Moulton, who won his House seat in 2014 after ousting Democratic incumbent John TierneyJohn F. TierneyYoung insurgents aren't rushing to Kennedy's side in Markey fight Moulton drops out of presidential race after struggling to gain traction Stanley McChrystal endorses Moulton for president MORE in a primary, made a name for himself in Congress as a kind of maverick willing to criticize his own party’s leadership, most notably Speaker Nancy PelosiNancy PelosiOn The Money: Inflation jumps at fastest pace since 2008 | Biden 'encouraged' on bipartisan infrastructure deal Overnight Health Care: CDC approves Pfizer vaccine for adolescents aged 12-15 | House moderates signal concerns with Pelosi drug pricing bill | Panel blasts COVID-19 response Biden 'encouraged' by meeting with congressional leaders on infrastructure MORE (D-Calif.).

Prior to announcing his White House bid, speculation swirled that he could seek to challenge Sen. Ed MarkeyEd MarkeySenators ask airlines to offer cash refunds for unused flight credits Civilian Climate Corps can help stem rural-urban divide Senate votes to nix Trump rule limiting methane regulation MORE (D-Mass.) for his seat in 2020. He opted instead to enter the already-crowded Democratic presidential field.

Throughout his campaign, he struggled to break out in polls and in fundraising. Most surveys showed him lingering at around 1 percent support or less. And in the second quarter of the year, his campaign reported a $1.2 million fundraising haul, putting him among the race’s lowest fundraisers.

In a memo sent to reporters on Friday, Moulton’s campaign acknowledged that he “always faced long odds” in his bid for the Democratic nomination, citing the congressman’s relatively late entrance into the race and low name recognition in the race of high-profile rivals.

In an interview with the Times, Moulton said he had no immediate plans to endorse another candidate in the race, but noted that three candidates — former Vice President Joe BidenJoe BidenBiden says Beau's assessment of first 100 days would be 'Be who you are' Biden: McCarthy's support of Cheney ouster is 'above my pay grade' Conservative group sues over prioritization of women, minorities for restaurant aid MORE, Sen. Bernie SandersBernie SandersOvernight Health Care: CDC approves Pfizer vaccine for adolescents aged 12-15 | House moderates signal concerns with Pelosi drug pricing bill | Panel blasts COVID-19 response Briahna Joy Gray: Warren not endorsing Sanders in 2020 was 'really frustrating' House moderates signal concerns with Pelosi drug pricing bill MORE (I-Vt.) and Sen. Elizabeth WarrenElizabeth WarrenWarren says Republican party 'eating itself and it is discovering that the meal is poisonous' Briahna Joy Gray: Warren not endorsing Sanders in 2020 was 'really frustrating' McConnell hits Democratic critics of Israel MORE (D-Mass.) — were on track to dominate the field.

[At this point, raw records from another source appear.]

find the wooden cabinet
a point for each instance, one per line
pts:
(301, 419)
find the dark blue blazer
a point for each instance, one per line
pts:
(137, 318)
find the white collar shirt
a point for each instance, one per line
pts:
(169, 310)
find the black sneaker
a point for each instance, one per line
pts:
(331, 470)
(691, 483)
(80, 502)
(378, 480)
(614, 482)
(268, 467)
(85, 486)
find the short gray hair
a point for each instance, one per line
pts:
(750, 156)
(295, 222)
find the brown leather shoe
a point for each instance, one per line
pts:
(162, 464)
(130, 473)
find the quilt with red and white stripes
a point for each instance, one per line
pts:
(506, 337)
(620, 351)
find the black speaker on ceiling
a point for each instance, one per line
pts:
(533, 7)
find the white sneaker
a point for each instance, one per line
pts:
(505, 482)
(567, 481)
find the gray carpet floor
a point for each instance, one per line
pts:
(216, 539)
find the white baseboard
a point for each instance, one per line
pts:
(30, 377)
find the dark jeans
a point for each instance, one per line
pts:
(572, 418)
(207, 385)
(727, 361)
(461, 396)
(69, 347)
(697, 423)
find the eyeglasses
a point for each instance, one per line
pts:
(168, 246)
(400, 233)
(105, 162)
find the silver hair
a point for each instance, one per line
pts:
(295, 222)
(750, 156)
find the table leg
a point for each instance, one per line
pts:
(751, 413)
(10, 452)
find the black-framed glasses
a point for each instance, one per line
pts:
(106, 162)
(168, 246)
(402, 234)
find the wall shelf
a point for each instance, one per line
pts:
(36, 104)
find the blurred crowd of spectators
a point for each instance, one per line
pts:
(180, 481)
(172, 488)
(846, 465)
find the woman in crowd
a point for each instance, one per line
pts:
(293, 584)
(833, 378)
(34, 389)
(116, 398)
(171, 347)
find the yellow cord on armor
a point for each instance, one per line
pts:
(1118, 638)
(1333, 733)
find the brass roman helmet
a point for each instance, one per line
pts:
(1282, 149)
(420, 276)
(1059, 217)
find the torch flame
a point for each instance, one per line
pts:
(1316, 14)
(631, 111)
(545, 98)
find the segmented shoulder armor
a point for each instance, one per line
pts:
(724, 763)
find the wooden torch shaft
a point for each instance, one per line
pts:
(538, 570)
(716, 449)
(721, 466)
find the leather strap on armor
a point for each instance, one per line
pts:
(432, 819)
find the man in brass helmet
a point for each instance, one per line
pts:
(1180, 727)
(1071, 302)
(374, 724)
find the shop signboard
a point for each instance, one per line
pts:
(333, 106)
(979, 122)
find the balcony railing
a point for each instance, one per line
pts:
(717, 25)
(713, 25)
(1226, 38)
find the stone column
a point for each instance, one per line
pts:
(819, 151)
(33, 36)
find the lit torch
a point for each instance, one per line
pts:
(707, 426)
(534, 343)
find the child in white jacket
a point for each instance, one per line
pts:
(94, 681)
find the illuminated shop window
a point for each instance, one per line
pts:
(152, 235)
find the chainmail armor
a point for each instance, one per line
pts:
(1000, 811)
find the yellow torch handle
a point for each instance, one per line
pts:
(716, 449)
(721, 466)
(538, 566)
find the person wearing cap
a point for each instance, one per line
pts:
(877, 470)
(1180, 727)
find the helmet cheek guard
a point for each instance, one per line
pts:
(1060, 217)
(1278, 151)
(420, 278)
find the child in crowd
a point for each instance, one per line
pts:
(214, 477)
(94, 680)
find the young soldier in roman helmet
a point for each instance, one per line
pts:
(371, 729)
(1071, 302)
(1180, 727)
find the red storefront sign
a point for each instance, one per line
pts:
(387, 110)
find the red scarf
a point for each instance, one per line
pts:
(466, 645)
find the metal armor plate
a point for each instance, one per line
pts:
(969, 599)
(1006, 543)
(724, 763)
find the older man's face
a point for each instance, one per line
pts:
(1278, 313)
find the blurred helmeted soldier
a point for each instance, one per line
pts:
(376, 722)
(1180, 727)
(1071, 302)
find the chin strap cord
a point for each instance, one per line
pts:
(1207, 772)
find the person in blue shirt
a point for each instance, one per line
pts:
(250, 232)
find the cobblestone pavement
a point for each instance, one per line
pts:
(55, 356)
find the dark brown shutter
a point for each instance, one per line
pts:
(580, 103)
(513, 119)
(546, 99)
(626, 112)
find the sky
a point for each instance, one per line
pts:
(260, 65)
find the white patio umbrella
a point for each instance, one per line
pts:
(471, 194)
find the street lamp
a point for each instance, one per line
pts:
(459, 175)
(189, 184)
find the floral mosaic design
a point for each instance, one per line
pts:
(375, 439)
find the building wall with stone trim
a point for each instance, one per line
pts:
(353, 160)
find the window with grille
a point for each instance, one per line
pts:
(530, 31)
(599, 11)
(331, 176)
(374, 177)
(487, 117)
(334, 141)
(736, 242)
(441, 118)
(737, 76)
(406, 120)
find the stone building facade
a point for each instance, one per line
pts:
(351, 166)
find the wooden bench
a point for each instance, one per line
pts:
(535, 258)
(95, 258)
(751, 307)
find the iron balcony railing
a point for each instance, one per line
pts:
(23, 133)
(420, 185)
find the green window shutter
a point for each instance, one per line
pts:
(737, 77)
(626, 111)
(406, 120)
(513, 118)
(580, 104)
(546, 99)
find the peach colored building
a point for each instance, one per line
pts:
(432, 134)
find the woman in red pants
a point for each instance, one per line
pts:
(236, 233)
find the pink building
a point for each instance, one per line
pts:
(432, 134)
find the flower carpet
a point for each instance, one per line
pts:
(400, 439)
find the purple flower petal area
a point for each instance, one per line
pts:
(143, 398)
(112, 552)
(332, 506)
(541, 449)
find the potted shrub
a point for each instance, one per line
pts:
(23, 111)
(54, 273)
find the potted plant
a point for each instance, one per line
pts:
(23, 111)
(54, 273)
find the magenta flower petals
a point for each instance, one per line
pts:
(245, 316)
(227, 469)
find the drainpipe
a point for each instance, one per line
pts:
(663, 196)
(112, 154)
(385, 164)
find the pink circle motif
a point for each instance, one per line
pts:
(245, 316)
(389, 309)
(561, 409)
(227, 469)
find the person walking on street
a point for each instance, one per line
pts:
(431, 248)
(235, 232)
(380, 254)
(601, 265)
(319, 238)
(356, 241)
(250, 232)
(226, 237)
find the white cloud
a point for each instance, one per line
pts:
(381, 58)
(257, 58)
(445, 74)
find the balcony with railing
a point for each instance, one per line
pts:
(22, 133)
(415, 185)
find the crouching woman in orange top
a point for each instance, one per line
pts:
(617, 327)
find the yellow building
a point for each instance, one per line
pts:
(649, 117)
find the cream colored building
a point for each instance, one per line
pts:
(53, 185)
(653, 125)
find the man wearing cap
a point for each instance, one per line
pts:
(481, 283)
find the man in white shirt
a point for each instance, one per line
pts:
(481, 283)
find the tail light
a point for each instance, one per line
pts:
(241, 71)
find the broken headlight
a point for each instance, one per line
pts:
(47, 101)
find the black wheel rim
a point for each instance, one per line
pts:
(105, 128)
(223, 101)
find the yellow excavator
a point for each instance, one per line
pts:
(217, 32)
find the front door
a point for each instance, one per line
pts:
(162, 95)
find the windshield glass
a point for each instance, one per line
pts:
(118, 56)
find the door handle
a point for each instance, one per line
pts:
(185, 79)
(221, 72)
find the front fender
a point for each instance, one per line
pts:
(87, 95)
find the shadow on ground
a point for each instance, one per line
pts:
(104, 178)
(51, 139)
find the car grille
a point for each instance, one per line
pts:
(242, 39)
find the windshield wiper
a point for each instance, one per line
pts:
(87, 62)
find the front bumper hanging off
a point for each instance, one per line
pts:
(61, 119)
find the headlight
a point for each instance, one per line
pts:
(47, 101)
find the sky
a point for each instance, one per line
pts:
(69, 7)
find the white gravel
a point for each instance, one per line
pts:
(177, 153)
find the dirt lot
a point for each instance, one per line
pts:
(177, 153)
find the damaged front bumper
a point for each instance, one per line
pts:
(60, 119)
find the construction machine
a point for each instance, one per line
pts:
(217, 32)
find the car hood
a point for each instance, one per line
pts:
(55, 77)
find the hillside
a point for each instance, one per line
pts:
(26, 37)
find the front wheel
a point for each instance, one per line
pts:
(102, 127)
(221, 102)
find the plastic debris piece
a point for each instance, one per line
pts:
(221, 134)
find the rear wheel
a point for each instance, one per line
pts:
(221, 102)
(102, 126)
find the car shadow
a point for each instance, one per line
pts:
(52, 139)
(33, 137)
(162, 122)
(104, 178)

“I think it’s evident that this is now a three-way race between Biden, Warren and Sanders, and really it’s a debate about how far left the party should go,” Moulton, 40, said.

In a separate interview with The Washington Post, Moulton spoke fondly of Biden, who like Moulton represents a more centrist-minded wing of the Democratic Party. Biden, he said, “would make a fantastic president.”

“He’s a mentor and a friend, and I’ve been impressed by the campaign he has run so far,” Moulton said.